🤖 AI Summary
Active learning (AL) for real-time safety-critical decision-making faces a fundamental trade-off between query latency and safety assurance, as conventional iterative model updating and acquisition optimization cannot meet millisecond-scale inference requirements under strict safety constraints.
Method: We propose the first amortized safe AL framework, replacing iterative optimization with a neural policy network that directly maps observations to safe data queries. The policy is pretrained exclusively on synthetic data—requiring no real-world interaction—and supports seamless switching between safety-critical and non-safety-critical modes. Our approach integrates nonparametric simulation modeling, safety-aware acquisition objectives, and a modular AL architecture.

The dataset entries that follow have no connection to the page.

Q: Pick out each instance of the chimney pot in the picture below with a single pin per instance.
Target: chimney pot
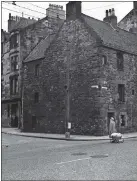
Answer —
(73, 10)
(9, 16)
(109, 12)
(135, 4)
(113, 11)
(106, 13)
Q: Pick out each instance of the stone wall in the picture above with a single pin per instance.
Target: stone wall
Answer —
(6, 72)
(76, 48)
(109, 98)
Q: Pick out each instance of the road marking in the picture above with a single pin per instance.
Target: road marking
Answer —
(73, 161)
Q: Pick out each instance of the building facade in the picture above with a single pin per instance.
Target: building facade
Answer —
(88, 73)
(24, 35)
(5, 73)
(129, 22)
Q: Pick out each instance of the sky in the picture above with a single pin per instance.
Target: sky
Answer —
(94, 9)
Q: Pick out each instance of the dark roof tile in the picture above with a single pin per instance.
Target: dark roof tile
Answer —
(115, 38)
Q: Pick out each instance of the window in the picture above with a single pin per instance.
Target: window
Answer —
(13, 41)
(13, 86)
(121, 92)
(36, 97)
(14, 63)
(16, 85)
(34, 122)
(133, 92)
(123, 121)
(37, 70)
(120, 61)
(1, 68)
(104, 60)
(8, 110)
(1, 87)
(2, 48)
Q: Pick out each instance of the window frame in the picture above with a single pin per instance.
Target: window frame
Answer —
(37, 70)
(36, 97)
(121, 92)
(120, 61)
(14, 63)
(104, 59)
(14, 41)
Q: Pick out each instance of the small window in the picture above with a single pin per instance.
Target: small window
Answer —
(36, 97)
(34, 122)
(37, 70)
(14, 63)
(123, 121)
(1, 68)
(121, 92)
(2, 48)
(13, 41)
(120, 61)
(104, 60)
(133, 92)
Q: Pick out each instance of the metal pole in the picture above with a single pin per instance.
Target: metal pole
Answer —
(68, 94)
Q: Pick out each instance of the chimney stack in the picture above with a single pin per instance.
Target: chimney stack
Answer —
(135, 4)
(110, 17)
(11, 22)
(73, 10)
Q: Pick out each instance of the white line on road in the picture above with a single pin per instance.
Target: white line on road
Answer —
(73, 161)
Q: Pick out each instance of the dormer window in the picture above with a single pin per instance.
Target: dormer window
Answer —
(120, 61)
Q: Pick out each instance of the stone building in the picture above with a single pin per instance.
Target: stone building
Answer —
(5, 71)
(84, 75)
(24, 35)
(55, 11)
(129, 22)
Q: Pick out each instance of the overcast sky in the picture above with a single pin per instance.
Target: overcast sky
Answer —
(94, 9)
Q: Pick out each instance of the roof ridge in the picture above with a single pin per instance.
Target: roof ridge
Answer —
(96, 19)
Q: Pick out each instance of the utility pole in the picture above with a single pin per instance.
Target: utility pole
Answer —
(67, 87)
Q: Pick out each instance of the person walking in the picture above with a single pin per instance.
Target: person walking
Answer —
(112, 126)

Results: Evaluated across multiple physical systems, our method achieves >100× speedup in inference latency while retaining ≥98% of standard AL performance, zero safety violations, and strong generalization to unknown dynamical systems.
📝 Abstract
Active Learning (AL) is a sequential learning approach aiming at selecting the most informative data for model training. In many systems, safety constraints appear during data evaluation, requiring the development of safe AL methods. Key challenges of AL are the repeated model training and acquisition optimization required for data selection, which become particularly restrictive under safety constraints. This repeated effort often creates a bottleneck, especially in physical systems requiring real-time decision-making. In this paper, we propose a novel amortized safe AL framework. By leveraging a pretrained neural network policy, our method eliminates the need for repeated model training and acquisition optimization, achieving substantial speed improvements while maintaining competitive learning outcomes and safety awareness. The policy is trained entirely on synthetic data utilizing a novel safe AL objective. The resulting policy is highly versatile and adapts to a wide range of systems, as we demonstrate in our experiments. Furthermore, our framework is modular and we empirically show that we also achieve superior performance for unconstrained time-sensitive AL tasks if we omit the safety requirement.